2. What is the significance of compressibility factor in the oil and gas industry?
In the oil and gas industry, understanding the compressibility factor is crucial for reservoir engineering, production, and transportation of natural gas. It helps determine the volume of gas at different pressures and temperatures, allowing for accurate volume calculations, which is vital for resource assessment and pipeline design.
3. Can the compressibility factor be measured experimentally?
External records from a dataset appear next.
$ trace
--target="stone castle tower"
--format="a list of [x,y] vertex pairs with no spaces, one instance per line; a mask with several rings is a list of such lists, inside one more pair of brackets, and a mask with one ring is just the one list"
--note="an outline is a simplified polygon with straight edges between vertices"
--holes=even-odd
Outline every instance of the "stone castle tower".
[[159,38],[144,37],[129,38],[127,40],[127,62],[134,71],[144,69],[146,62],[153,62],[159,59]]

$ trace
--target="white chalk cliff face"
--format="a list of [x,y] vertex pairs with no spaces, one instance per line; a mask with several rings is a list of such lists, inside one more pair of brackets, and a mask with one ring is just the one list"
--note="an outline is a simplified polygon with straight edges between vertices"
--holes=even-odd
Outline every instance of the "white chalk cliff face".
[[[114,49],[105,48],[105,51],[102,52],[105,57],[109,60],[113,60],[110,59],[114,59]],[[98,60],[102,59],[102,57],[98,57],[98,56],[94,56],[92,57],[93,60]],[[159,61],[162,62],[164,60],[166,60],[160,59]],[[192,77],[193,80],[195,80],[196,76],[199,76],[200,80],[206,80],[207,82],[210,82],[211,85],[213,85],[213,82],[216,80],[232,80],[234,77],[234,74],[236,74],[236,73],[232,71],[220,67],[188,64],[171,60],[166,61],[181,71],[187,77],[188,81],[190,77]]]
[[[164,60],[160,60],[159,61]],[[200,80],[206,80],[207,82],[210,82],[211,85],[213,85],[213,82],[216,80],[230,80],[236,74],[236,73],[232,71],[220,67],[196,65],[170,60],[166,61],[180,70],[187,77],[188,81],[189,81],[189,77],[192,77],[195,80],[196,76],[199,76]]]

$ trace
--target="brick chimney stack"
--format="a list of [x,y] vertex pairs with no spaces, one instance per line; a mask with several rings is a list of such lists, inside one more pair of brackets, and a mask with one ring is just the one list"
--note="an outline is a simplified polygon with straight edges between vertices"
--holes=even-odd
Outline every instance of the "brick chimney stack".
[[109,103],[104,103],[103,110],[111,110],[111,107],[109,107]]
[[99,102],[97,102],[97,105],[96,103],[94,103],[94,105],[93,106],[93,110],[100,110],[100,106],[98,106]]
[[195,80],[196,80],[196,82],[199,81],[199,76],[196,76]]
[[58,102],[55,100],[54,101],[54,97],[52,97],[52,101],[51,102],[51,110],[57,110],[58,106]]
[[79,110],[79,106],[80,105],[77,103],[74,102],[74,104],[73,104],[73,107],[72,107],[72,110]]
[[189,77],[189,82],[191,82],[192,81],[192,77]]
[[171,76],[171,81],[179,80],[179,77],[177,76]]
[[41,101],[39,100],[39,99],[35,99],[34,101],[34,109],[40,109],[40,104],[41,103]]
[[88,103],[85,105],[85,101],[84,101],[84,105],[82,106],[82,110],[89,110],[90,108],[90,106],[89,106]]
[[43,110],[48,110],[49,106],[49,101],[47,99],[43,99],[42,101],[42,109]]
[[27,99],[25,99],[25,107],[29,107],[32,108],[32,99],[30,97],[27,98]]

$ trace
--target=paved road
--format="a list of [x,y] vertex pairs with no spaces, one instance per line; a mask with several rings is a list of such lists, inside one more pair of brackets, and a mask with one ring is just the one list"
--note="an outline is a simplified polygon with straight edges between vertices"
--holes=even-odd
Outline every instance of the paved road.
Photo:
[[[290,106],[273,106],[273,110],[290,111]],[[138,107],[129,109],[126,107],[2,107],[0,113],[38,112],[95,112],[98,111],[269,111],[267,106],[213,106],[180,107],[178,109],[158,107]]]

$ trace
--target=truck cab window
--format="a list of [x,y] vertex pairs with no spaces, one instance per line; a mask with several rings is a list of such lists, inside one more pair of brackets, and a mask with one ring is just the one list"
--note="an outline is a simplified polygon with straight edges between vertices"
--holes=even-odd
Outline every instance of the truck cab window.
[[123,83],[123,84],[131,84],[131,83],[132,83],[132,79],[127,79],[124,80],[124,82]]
Yes, compressibility factor can be measured experimentally using specialized equipment such as PVT (pressure-volume-temperature) cells. These measurements provide valuable data for the development of accurate equations of state for gases under various conditions.
4. Where can I find compressibility factor charts and tables for air?
You can find compressibility factor charts and tables in thermodynamic reference books, engineering handbooks, or online resources. These references help engineers and scientists quickly estimate Z for air under different conditions.
Understanding the compressibility factor for air is essential in various fields, from chemical engineering to meteorology. It allows for precise calculations and predictions of gas behavior under different conditions, ensuring safe and efficient processes in numerous industries.